En una declaración conjunta, Acea y PIK describen la hoja de ruta y las condiciones para transformar el sistema de transporte de mercancías por carretera. Junto con las inversiones de la industria de vehículos comerciales, deberá incluir también medidas políticas como tarifas viales basadas en las emisiones de CO2 y un sistema de impuestos sobre la energía basado en el contenido de carbono y energía. Una densa red de infraestructura de carga y reabastecimiento de combustible adecuada para camiones también es crucial para el funcionamiento de vehículos pesados de bajas y cero emisiones.

Según Acea y PIK, un sistema de precios de emisiones de CO2 sólido podría ser uno de los instrumentos más efectivos, ya que los vehículos de cero emisiones simplemente no despegarán mientras el diésel siga siendo más barato, informan nuestros compañeros de Todotransporte.

“El cambio climático es el desafío más fundamental de nuestra generación.
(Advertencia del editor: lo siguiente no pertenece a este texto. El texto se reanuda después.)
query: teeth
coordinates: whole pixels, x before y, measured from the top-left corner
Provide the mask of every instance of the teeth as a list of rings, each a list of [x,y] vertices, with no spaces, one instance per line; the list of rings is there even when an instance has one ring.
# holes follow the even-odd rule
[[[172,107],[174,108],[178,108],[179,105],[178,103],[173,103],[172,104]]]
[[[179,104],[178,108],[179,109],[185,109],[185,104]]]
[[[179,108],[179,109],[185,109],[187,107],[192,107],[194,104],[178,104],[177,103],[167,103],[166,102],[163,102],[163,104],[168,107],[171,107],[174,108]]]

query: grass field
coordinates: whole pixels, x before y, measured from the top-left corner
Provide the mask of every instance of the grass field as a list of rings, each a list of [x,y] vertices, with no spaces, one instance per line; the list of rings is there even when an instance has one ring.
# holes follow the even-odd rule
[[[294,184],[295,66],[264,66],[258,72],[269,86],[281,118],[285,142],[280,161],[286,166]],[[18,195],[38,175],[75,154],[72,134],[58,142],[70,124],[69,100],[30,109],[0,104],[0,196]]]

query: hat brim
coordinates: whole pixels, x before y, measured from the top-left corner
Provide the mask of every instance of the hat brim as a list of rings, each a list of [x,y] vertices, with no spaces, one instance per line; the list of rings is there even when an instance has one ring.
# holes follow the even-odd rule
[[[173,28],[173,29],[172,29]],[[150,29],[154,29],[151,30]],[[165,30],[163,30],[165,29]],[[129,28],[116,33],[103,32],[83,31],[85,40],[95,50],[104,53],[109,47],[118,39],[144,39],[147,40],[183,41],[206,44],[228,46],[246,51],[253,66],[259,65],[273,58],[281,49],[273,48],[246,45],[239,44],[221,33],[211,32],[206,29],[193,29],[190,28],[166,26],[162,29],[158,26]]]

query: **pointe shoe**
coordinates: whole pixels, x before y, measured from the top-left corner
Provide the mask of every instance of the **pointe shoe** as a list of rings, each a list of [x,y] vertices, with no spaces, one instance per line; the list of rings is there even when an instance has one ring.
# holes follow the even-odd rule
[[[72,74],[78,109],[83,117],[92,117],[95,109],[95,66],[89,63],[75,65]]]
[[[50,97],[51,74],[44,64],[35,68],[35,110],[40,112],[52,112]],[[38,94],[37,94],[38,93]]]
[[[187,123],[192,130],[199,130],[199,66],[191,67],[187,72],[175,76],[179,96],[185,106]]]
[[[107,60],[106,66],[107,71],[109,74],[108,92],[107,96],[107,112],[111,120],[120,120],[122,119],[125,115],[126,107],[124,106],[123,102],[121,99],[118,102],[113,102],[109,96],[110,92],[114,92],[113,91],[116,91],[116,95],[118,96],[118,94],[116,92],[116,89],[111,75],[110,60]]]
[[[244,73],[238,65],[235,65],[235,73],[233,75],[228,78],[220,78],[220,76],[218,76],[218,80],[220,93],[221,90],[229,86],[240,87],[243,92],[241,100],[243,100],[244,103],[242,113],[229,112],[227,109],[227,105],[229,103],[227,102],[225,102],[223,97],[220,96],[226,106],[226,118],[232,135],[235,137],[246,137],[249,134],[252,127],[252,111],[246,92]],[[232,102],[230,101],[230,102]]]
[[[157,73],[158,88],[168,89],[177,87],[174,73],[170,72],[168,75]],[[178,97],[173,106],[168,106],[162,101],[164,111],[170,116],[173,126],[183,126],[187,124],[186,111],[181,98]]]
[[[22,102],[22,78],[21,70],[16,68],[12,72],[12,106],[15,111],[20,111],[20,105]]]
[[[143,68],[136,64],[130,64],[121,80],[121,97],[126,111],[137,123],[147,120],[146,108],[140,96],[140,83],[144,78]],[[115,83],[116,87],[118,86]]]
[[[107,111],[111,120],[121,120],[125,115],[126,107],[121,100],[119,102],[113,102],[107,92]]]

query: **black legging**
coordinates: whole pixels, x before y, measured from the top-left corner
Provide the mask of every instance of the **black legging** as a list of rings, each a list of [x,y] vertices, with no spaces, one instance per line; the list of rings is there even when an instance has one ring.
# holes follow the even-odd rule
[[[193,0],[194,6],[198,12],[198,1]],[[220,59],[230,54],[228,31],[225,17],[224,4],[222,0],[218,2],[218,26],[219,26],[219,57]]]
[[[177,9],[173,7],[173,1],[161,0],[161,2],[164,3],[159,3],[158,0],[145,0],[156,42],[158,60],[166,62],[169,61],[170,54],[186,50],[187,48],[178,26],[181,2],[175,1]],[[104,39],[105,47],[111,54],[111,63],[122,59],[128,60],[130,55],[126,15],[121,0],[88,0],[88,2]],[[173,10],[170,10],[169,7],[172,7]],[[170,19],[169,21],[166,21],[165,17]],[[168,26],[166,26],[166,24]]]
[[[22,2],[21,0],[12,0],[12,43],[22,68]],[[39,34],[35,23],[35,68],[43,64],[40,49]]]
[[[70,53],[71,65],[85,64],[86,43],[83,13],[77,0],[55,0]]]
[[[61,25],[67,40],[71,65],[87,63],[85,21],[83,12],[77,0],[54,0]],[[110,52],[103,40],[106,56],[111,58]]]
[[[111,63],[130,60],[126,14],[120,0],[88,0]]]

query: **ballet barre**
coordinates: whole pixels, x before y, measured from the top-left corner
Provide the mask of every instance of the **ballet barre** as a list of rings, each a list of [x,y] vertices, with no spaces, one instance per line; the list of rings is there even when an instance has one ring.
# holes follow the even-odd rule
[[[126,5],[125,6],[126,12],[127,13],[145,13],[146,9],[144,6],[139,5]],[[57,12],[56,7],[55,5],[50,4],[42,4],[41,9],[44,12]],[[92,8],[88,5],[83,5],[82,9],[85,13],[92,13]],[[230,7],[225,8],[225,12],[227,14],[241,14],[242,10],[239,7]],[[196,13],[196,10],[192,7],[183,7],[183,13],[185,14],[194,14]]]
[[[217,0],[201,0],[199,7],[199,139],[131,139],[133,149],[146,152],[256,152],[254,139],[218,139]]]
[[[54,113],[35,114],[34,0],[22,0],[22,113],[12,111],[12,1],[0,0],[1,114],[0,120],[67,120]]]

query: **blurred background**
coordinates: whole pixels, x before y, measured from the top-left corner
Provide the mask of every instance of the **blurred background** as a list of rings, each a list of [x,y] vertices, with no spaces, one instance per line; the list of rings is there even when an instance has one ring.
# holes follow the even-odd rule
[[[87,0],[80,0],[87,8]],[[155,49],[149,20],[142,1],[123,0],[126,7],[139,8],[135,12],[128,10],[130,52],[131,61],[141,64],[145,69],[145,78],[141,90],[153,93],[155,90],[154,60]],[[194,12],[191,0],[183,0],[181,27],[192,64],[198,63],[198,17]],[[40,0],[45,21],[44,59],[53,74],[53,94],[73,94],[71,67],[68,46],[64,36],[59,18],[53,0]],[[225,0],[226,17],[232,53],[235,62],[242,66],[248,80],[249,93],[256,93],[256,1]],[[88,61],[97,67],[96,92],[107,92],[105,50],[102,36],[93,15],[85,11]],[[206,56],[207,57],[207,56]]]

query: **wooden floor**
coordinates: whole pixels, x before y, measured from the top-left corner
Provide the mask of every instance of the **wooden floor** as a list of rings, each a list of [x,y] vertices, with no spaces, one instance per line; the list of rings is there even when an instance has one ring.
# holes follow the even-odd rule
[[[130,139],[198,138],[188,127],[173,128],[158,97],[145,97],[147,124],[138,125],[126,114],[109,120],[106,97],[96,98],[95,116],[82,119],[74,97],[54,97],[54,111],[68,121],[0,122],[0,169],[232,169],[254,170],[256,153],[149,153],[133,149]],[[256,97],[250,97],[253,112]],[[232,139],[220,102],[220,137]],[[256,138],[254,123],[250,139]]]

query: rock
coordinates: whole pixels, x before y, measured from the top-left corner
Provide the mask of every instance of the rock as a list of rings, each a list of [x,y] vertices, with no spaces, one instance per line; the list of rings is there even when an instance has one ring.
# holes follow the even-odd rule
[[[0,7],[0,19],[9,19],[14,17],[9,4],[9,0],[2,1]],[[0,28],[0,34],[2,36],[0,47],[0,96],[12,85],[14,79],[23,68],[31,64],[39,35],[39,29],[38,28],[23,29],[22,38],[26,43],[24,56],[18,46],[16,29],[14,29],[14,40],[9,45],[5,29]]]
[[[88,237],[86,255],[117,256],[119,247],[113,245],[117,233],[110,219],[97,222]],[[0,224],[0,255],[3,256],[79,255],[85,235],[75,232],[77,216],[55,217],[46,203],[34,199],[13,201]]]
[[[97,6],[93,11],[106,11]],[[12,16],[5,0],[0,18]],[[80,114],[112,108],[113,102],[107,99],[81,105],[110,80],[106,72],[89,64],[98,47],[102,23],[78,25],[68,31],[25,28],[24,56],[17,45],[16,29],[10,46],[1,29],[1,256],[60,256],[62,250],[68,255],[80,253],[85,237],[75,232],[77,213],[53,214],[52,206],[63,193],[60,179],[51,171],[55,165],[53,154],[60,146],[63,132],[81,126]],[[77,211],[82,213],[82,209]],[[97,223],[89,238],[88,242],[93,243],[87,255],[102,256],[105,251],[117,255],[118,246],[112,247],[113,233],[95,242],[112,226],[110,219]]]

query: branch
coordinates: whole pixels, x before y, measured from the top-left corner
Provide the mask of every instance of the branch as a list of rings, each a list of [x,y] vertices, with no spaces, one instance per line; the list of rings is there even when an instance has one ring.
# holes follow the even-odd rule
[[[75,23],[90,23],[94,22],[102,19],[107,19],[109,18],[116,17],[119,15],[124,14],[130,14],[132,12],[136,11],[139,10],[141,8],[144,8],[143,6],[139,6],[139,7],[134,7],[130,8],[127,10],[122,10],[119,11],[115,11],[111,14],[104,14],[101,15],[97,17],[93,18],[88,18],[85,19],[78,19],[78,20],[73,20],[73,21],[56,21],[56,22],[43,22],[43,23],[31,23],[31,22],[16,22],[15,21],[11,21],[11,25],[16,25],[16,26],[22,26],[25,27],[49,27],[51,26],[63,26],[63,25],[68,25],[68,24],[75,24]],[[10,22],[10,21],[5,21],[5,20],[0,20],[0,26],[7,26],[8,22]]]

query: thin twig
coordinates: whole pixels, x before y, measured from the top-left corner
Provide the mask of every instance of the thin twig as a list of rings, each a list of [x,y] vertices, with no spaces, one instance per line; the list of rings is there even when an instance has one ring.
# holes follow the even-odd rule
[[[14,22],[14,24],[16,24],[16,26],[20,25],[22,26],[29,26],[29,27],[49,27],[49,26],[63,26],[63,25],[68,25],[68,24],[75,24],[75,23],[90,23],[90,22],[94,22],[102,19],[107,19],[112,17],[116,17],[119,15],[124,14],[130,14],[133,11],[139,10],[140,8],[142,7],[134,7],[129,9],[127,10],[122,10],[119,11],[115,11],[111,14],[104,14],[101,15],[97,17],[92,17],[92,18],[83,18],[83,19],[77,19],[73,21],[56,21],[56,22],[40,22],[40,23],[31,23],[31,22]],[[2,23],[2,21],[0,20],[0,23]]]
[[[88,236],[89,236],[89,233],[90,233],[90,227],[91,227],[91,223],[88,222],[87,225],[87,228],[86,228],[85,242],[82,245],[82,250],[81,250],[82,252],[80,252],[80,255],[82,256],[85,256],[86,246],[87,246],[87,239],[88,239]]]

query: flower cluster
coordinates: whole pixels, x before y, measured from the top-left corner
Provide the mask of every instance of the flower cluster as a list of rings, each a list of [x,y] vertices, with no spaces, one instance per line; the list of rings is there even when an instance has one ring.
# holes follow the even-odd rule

Al mismo tiempo, la pandemia del Covid-19 ha puesto de relieve el papel crucial que desempeñan el transporte por carretera y la logística para garantizar que los alimentos, los medicamentos y otros bienes esenciales estén disponibles para quienes los necesitan ”, afirma Henrik Henriksson, presidente de Junta de Vehículos Comerciales de Acea y CEO de Scania.

“Para que el transporte de mercancías por carretera mantenga su papel al servicio de la sociedad, debemos alejarnos de los combustibles fósiles lo antes posible”, añade Henriksson. “No solo estamos convencidos de que es necesario, sabemos que es posible y estamos listos para hacerlo realidad. Pero no podemos hacerlo solos; necesitamos que los legisladores y otras partes interesadas unan fuerzas con nosotros”.